My last several posts have looked at the use of voice-enabled bots – aka voicebots – for use in Interactive Voice Response (IVR) and other telephony applications. This post is a review of another voicebot telephony connectivity option - the Voice.AI Gateway from AudioCodes. If you want to connect a voicebot to a phone network, then you need an RTC-Bot Gateway. AudioCodes was one of the first VoIP gateway infrastructure vendors more than 20 years ago and the Voice.AI gateway continues this gateway tradition. Instead of connecting disparate network technologies, this time they are connecting to various AI platforms for speech processing and bot interaction.

Voice.AI Gateway Approach

The AudioCodes Voice.AI gateway has some unique qualities compared to other RTC-bot gateway solutions on the market. You can see some of the differences in the marketing image from their product page below:
voiceai-gateway-diagram

Diagram provided by AudioCodes. cogint.ai verified Azure Text-to-Speech, Google Text-to-Speech, Dialogflow, and AWS Polly in this review.

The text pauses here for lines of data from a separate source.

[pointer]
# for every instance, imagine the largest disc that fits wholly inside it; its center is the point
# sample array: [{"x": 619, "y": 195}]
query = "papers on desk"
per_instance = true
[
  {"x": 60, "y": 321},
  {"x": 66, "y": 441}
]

Notably, it is offered as a managed service that is designed to connect to a wide variety of existing telephony networks and interfaces with speech and bot APIs from various cloud providers.

Telephony Infrastructure

AudioCodes Voice.AI Gateway is based on its Session Border Controller (SBC) product. If you haven’t dealt with VoIP infrastructure that’s probably a new term. Session Border Controllers act as traffic controllers and transformers for VoIP traffic. Prior to some of the technologies that have now become standard with WebRTC, they also helped to deal with some of the firewall and NAT traversal issues and still do for most SIP networks. They help to mediate signaling differences, even within a standard protocol like SIP, and help with media conversion where needed. Since SBCs are essentially a gateway device, it is somewhat natural to expand on the number of things that can be connected to the gateway. This is what AudioCodes has done with AI-based speech and bot services.

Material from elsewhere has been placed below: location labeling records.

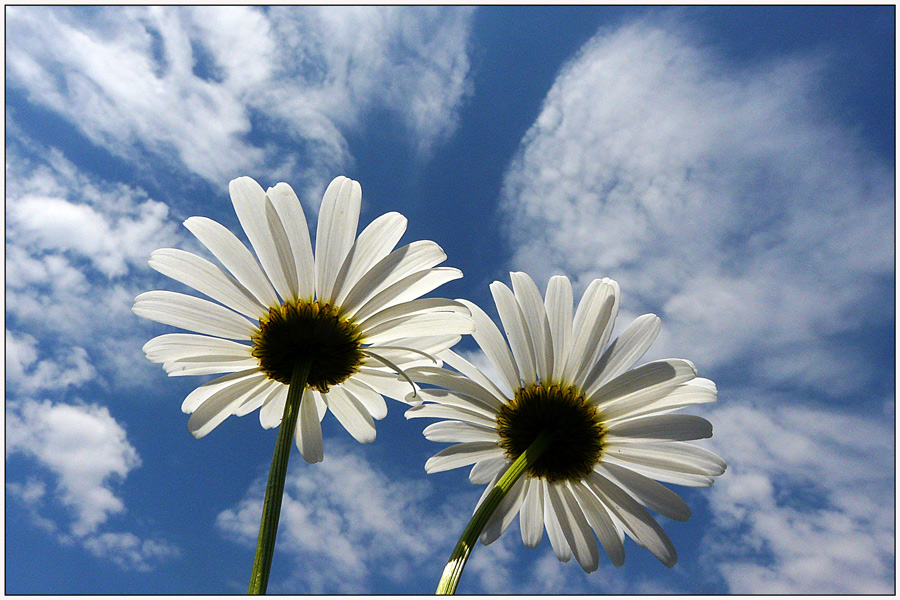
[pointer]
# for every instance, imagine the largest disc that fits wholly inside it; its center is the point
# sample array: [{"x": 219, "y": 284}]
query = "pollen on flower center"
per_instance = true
[
  {"x": 578, "y": 431},
  {"x": 307, "y": 331}
]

The SBC-core of the Voice.AI gateway means it has many telephony connectivity options for SIP networks and some WebRTC-based devices. It can be used to connect with older Enterprise and Contact Center SIP infrastructure in addition to modern SIP trunks for inbound and outbound calling. I am not sure if this works in conjunction with the AI capabilities, but SBC typically have excellent high availability options, with the ability to keep a call connected even in the face of a catastrophic software failure.

Managed Service

Unlike all the other RTC-Bot gateways I have reviewed, the Voice.AI Gateway is a managed service. This means AudioCodes handles all the setup, configuration, and infrastructure maintenance. If you want to make an adjustment, you need to ask AudioCodes to do it. This could be good or bad depending on your preferences. If you aren’t sure what you are doing or don’t have the staff to maintain a gateway, AudioCodes makes things easy. However, if you are type of organization that likes to tinker and improve yourself, then you’ll have to live with interacting with another party for your project with minimal documentation and tools to see what is happening behind their blackbox.

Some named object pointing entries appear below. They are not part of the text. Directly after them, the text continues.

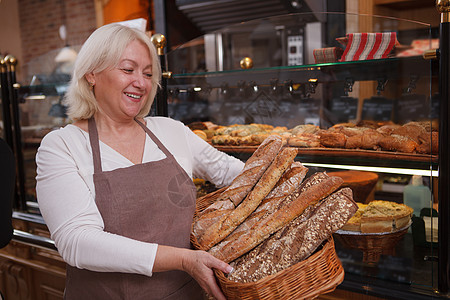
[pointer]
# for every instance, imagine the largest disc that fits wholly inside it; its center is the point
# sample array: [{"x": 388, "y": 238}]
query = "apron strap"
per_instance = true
[
  {"x": 93, "y": 138},
  {"x": 154, "y": 138}
]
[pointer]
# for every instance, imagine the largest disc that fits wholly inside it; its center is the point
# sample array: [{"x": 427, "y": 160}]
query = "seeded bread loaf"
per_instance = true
[
  {"x": 220, "y": 230},
  {"x": 298, "y": 240},
  {"x": 255, "y": 166},
  {"x": 272, "y": 223},
  {"x": 288, "y": 183}
]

AudioCodes prefers to run their managed service in Azure though they support AWS too. They say they can also deploy this in a customer’s own cloud environment, which may be required in sensitive applications where routing customer outside of the enterprise’s direct control is not allowed due to privacy concerns or regulatory requirements.

Multi-platform

The Voice.AI gateway connects to many difference speech and bot services. AudioCodes has stated this includes:

Speech to Text providers	Text to Speech providers	Bot engines
Azure Google Yandex	Azure Google Amazon Yandex	Azure Bot Service Dialogflow

Why so many services? Certainly, an existing Azure Bot Service environment would need expect support for Azure’s transcription and Text to Speech (TTS) synthesis services. The same is true for Dialogflow. The additional Text to Speech (TTS) providers can help to give a bot a more distinctive voice. Beyond that, it is also possible to mix and match STT and TTS engines. This might make the most sense to do if someone had a Dialogflow bot but wanted to use something like Azure’s Custom Voice service that lets developers design their own unique synthesized voice. I don’t expect we will see too many mixed-platform voicebots for reasons we will touch on in the review, but there are certainly scenarios where it could make sense.

Pricing

AudioCodes has 2 mutually exclusive pricing options for its Voice.AI Gateways – per minute and per concurrent-session. I describe the pricing they shared with me below.

Per-minute option

The first model is priced on a per-minute basis:

Minutes per Month	Price per Minute
10,000 to 500,000	$0.018
500,00 to 1,000,000	$0.015

AudioCodes has a 10,000 minutes / mo minimum charge and a 12 month commitment which comes to $180/mo and a total commitment of $2160 for a year.

Per-session option

They also have a per-session option based on based on a maximum number of concurrent sessions per configuration:

Sessions	Monthly price per session
5-10	$105
11-50	$89
51-100	$79
101-500	$71

To use this option, you need to commit to at least 12 months of service at those levels with a minimum of 5 sessions a month - $525/mo for a total $6300 1-year commitment.

You will also need to cover the cost of transcription and speech synthesis, as well as the bot on top of this. The math to figure out the cost for a given scenario us going to vary significantly based on the voicebot and user interacton behavior. A chatty bot will incure more TTS charges. A chatty customer will incure more STT. As a lower volume usage example, let’s assume our average voicebot interaction lasts 3 minutes, 40% of which is the customer, 50% is the bot, and 10% is silence and we will handle 10,000 calls a month. Using Azure’s Speech to Text (STT) and AWS Polly for Speech to Text (STT), this comes to 3.36 cents a minute. The SIP trunk connectivity will usually run a quarter cent to a cent a minute, but that puts the Voice.AI Gateway price well below Dialogflow’s Phone Gateway 5 cents per minute pricing for its Enterprise Essentials package.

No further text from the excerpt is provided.